Read an excerpt. Visit the author’s LiveJournal. Follow her on Twitter.

9 Comments on “The Big Idea: Janni Lee Simner”

  1. My friend Amy, who is a friend of Janni’s, turned me on to Bones of Faerie while I was visiting Tucson in January to escape my Midwestern winter. I can’t wait to read the sequel!

  2. So it’s a book about… weather?

    Help me out here, please – the fairy bit sounds interesting, and blood drinking trees sound fantastic (well, storywise, I wouldn’t like to encounter one in person), but I’m not sure you can write a whole book about how much your main character hates winter. Well, you prolly could, Der Schimmelreiter and Göthe’s Werter are considered classics, but in the end some plot would be nice.

    I tried to check out the amazon.com blurbs and that one boiled down to “it’s winter now”, too. The excerpt very well written, but doesn’t tell me much either on what’s going on.

    So, what am I missing? What is this book about?

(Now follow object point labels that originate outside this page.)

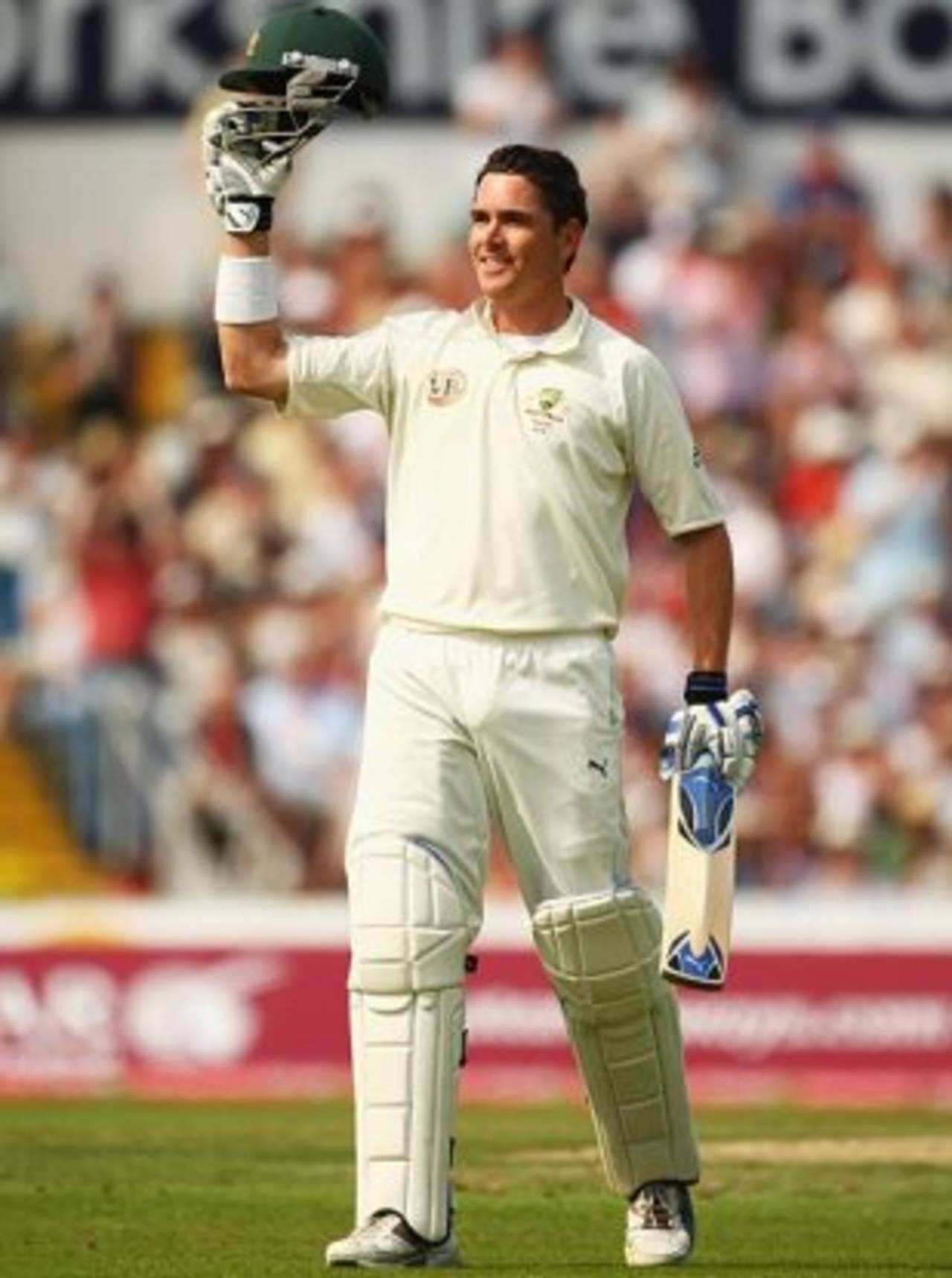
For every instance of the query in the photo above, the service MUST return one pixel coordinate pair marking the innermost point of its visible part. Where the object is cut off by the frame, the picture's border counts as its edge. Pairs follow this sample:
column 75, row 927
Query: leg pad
column 601, row 955
column 409, row 940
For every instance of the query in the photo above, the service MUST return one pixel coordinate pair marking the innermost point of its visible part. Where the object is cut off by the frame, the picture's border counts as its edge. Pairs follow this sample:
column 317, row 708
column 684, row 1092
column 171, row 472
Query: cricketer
column 518, row 432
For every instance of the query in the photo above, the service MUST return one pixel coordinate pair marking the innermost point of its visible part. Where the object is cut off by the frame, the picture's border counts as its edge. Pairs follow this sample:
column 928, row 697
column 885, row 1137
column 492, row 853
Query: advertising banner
column 776, row 59
column 271, row 1020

  3. No, there isn’t much here, as far as a description of plot and yet I’m intrigued. Adding the previous books to my to be read list.

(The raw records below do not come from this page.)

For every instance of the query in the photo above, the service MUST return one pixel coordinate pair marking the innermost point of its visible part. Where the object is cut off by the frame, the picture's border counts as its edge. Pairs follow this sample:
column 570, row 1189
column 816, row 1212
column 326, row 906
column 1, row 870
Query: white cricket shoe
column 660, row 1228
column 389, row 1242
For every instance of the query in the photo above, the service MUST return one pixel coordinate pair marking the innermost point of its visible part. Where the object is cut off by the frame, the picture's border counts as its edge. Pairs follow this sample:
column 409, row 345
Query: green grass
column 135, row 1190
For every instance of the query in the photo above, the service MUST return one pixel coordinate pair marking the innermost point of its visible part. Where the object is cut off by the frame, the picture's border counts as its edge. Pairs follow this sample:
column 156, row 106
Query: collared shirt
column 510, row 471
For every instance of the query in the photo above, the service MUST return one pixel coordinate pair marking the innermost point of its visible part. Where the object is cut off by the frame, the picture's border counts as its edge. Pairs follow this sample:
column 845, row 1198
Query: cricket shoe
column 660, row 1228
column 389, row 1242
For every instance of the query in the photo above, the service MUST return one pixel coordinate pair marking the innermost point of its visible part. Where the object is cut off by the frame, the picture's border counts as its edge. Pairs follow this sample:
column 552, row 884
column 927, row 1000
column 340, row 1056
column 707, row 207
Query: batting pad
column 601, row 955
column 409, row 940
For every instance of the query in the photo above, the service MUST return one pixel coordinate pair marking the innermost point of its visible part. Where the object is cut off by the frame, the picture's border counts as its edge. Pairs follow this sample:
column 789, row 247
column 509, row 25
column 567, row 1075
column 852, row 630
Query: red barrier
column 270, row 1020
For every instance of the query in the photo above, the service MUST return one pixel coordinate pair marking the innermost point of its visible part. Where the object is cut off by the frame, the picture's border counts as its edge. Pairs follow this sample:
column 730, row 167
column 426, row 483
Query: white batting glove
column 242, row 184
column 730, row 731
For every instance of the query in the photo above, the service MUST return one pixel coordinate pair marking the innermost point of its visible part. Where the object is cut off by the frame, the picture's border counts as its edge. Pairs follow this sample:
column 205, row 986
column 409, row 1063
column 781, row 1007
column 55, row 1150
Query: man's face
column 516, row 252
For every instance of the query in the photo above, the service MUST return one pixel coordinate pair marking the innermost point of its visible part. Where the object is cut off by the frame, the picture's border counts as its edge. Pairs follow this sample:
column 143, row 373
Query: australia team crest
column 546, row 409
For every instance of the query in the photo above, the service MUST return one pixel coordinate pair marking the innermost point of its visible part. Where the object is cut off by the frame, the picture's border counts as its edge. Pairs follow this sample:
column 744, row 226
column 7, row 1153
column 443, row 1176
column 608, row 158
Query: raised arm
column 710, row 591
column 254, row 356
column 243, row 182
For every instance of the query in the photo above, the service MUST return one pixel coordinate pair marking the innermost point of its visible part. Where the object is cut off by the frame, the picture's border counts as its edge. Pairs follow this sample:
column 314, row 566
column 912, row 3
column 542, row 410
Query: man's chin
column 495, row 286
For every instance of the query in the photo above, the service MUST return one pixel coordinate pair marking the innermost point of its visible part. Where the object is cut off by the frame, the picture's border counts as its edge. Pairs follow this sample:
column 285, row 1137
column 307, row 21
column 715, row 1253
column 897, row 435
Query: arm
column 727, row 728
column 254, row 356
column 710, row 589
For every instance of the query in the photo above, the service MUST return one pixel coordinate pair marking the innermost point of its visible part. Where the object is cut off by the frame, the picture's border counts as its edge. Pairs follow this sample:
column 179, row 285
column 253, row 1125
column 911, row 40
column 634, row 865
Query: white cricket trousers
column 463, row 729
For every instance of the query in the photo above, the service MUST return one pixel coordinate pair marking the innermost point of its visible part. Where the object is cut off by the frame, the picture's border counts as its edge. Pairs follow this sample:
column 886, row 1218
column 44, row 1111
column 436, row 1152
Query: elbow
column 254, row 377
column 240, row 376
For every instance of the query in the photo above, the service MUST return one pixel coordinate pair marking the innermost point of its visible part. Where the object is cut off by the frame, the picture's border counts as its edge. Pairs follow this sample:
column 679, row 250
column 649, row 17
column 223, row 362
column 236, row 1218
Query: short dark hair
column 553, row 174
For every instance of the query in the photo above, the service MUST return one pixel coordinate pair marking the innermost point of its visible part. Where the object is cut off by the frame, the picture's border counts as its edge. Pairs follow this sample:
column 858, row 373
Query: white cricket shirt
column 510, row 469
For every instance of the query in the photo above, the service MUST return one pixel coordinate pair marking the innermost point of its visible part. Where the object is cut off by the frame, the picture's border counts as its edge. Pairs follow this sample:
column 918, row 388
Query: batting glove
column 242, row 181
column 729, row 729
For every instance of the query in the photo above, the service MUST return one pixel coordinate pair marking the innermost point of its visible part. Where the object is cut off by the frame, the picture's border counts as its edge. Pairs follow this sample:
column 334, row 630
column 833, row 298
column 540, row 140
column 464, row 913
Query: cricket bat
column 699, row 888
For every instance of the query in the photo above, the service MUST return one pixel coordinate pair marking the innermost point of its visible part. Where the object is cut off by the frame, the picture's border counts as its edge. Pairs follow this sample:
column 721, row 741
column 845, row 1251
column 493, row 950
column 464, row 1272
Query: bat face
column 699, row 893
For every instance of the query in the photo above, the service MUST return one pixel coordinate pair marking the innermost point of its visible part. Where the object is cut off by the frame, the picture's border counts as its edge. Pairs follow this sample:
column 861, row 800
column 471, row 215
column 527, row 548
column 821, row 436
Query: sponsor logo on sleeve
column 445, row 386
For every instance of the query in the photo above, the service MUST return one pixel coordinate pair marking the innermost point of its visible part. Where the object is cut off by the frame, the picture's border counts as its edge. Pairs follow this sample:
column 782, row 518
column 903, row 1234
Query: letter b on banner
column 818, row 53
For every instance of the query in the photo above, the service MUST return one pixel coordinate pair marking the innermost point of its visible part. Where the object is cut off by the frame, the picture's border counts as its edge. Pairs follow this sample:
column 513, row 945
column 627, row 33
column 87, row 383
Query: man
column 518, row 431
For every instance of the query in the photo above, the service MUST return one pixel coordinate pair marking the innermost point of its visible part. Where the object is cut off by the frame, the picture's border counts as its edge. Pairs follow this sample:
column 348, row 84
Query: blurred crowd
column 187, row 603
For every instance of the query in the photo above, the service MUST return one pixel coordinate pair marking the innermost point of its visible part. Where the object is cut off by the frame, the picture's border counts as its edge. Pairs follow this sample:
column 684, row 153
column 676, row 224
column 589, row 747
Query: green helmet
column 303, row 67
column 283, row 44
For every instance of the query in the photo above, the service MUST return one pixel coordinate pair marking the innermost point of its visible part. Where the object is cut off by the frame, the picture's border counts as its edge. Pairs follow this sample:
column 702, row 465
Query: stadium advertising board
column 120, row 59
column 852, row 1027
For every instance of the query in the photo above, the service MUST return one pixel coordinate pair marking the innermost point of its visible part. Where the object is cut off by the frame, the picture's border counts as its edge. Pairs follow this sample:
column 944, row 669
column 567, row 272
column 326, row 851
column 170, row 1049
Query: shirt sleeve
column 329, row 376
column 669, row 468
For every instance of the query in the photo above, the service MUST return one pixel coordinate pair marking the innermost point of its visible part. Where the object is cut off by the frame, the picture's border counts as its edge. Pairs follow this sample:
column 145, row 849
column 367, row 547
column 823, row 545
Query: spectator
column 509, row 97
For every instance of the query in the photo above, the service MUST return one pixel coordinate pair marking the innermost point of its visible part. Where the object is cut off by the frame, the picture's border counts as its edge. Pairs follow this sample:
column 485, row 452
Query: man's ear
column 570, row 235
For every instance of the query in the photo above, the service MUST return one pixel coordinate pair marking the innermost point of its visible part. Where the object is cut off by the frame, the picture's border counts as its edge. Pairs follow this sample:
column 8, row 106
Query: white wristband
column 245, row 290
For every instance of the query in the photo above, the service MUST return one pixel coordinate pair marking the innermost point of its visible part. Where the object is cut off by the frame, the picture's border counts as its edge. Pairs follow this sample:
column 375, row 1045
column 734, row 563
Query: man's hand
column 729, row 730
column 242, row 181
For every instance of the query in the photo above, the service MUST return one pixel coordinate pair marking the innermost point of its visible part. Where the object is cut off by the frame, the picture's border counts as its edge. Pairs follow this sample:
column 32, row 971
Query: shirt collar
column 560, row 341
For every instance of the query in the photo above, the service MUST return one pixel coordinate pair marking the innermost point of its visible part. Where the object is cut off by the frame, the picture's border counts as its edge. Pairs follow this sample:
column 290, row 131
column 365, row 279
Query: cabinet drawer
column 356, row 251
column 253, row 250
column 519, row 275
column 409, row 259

  4. ‘[A] world where the deciduous trees … had developed a taste for human blood and bone during the war with Faerie’.

    That’s interesting enough for me to check it out.

  5. If you check out her website, she’s got a blurb about the 1st book which looks helpful for figuring out the larger plot arc.

  6. It’s difficult to talk about it without being spoilery. Essentially, the characters are dealing witrh the aftermath of a war with faerie that has had devastating consequences for both sides. Liza is a teenager coming of age in a very dangerous world. It’s difficult to talk about the plot without being spoilery for Bones, which is what she was trying to avoid here. They are really good books.

  7. Carina @ 4: So I was going to point you toward the flap copy summary, but then I realized that was pretty weather-based too. :-) So here’s a slightly more plot-focused summary:

    In the wake of the war between humans and Faerie, Liza’s town struggles to survive and to come to terms with the faerie magic appearing in their post-war children–including Liza’s magic, with lets her call life to her, even from beyond the grave. Then Liza discovers a dead, burned child in the forest near her town, and also finds a boy whose fire magic may be to blame. When that boy is gravely injured, Liza and her companions set out to find help for him, only to instead come upon darker forces in the forest for whom the war is far from over, forces that have been destroying entire human towns. Liza’s magic may not be enough to fight those forces–or to fight the deadly winter that has settled over the land, a winter she fears will be as long-lasting as the endless spring which had led the forests to seek human blood and bone.